Bacon-wrapped rabbit, quick pickled carrot, beer-creamed spinach. “Debone a whole rabbit, leaving the loin attached to the belly and flank. Make a forcemeat with the chopped leg meat, pistachios, garlic, and tarragon. Lay down a thin sheet of house-made bacon, put the rabbit torso over it, spoon in the forcemeat, and roll everything up into a nice tight log with plastic wrap. Cook sous-vide and then cool. For service, cut into slices and finish in a pan until the bacon crisps. For the spinach: sweat shallots, garlic, and chile flakes in olive oil; wilt spinach leaves in the pan; place on a sheet pan; refrigerate to cool quickly; finely chop. I find this gives it a better flavor than cooking in water. Caramelize onions, garlic, and oyster mushrooms; deglaze the pan with a malty lager that has a bit of caramel in it; add cream; reduce till it’s thick; stir in the spinach. The last thing to go on the plate are brightly colored carrots cut into thin ribbons, cooked sous-vide with bacon fat, Sherry vinegar, mustard, pistachios, and tarragon.”
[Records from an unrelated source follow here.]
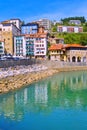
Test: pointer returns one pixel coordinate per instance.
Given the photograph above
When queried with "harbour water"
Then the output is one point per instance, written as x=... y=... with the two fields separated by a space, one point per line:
x=55 y=103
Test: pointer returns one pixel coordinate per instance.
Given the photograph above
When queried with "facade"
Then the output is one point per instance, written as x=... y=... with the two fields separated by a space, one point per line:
x=1 y=48
x=68 y=53
x=34 y=45
x=70 y=29
x=30 y=28
x=7 y=32
x=46 y=23
x=19 y=46
x=76 y=53
x=56 y=52
x=76 y=22
x=56 y=40
x=16 y=22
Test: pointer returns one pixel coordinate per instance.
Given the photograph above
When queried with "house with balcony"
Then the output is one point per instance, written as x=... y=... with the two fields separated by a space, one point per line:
x=70 y=29
x=32 y=45
x=68 y=52
x=1 y=48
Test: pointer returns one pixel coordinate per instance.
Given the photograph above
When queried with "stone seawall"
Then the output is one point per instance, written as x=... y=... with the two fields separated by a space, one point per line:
x=18 y=81
x=12 y=63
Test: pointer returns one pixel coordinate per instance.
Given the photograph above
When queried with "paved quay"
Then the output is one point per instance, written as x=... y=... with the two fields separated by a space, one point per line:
x=14 y=78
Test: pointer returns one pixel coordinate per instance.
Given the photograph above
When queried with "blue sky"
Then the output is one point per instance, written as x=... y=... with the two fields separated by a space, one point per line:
x=30 y=10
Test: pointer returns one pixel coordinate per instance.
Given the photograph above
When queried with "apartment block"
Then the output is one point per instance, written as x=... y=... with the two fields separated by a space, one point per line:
x=70 y=29
x=16 y=22
x=7 y=32
x=30 y=28
x=34 y=45
x=46 y=23
x=1 y=48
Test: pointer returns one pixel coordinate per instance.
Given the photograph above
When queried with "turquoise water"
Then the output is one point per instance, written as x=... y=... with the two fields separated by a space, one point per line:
x=56 y=103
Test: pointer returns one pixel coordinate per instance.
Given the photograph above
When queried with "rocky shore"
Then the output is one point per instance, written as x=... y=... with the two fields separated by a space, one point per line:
x=15 y=78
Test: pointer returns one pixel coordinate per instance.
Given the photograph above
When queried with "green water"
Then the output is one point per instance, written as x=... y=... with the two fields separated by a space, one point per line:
x=55 y=103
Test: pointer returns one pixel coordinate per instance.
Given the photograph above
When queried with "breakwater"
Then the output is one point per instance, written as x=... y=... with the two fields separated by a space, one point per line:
x=18 y=76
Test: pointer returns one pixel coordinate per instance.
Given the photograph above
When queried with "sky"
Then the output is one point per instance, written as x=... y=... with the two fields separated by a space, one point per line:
x=31 y=10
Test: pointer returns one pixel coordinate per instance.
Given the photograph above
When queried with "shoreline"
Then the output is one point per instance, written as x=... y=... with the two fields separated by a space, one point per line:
x=16 y=82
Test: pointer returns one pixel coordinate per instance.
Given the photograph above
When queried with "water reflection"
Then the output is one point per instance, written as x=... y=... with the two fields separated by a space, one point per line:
x=65 y=90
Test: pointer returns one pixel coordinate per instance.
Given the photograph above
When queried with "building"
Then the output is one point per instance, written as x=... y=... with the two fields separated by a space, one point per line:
x=70 y=29
x=16 y=22
x=19 y=46
x=46 y=23
x=7 y=32
x=68 y=52
x=76 y=53
x=1 y=48
x=32 y=45
x=56 y=52
x=53 y=40
x=75 y=22
x=30 y=28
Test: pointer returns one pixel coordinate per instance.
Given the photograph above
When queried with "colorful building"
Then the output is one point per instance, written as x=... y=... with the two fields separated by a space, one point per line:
x=34 y=45
x=29 y=28
x=7 y=32
x=1 y=48
x=68 y=52
x=70 y=29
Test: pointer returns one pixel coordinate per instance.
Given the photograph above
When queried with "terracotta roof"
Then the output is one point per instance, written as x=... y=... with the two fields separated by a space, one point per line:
x=56 y=47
Sweetbreads with Brussels sprouts, bacon & garlic puree. “Peel and poach sweetbreads a few minutes in heavily vinegared water, then portion them and vacuum-seal with buttermilk, thyme, and sliced garlic. At pick-up, toss a sweetbreads portion in a flour/paprika mixture and pan-fry it, basting with butter. This goes with little bitty baby Brussels sprouts that a farmer around here grows. We just clean and trim them and leave them whole, caramelizing them in a pan with olive oil and butter and then glazing them with a little chicken stock. At the end, they get a sprinkling of diced house-made bacon that we grill to give it extra smokiness. The sauce is made by blanching garlic in milk three times to take out the harshness, then pureeing along with the last milk bath and enough Marcona almonds to thicken to sauce consistency.”

Pastry chef Kyle McKinney
Barley panna cotta with macerated berries. “Infuse milk with dark chocolate and some pale malted barley, which we get from a local brewery. Stir in a little white chocolate and gelatin; pour into mini cup molds; set lightly. Make a chocolate/barley crumble by fine-grinding barley, cocoa powder, and malt flour, then cutting in butter, sugar, and some all-purpose flour; bake on a sheet pan until dark and crunchy. Place two mini cups of the panna cotta on a layer of golden crème anglaise on a plate; surround with fresh Texas berries macerated with confectioners’ sugar, verjus, and vanilla beans; scatter the crunchy chocolate crumble around. It’s clearly a dessert, but it feels like a cereal.”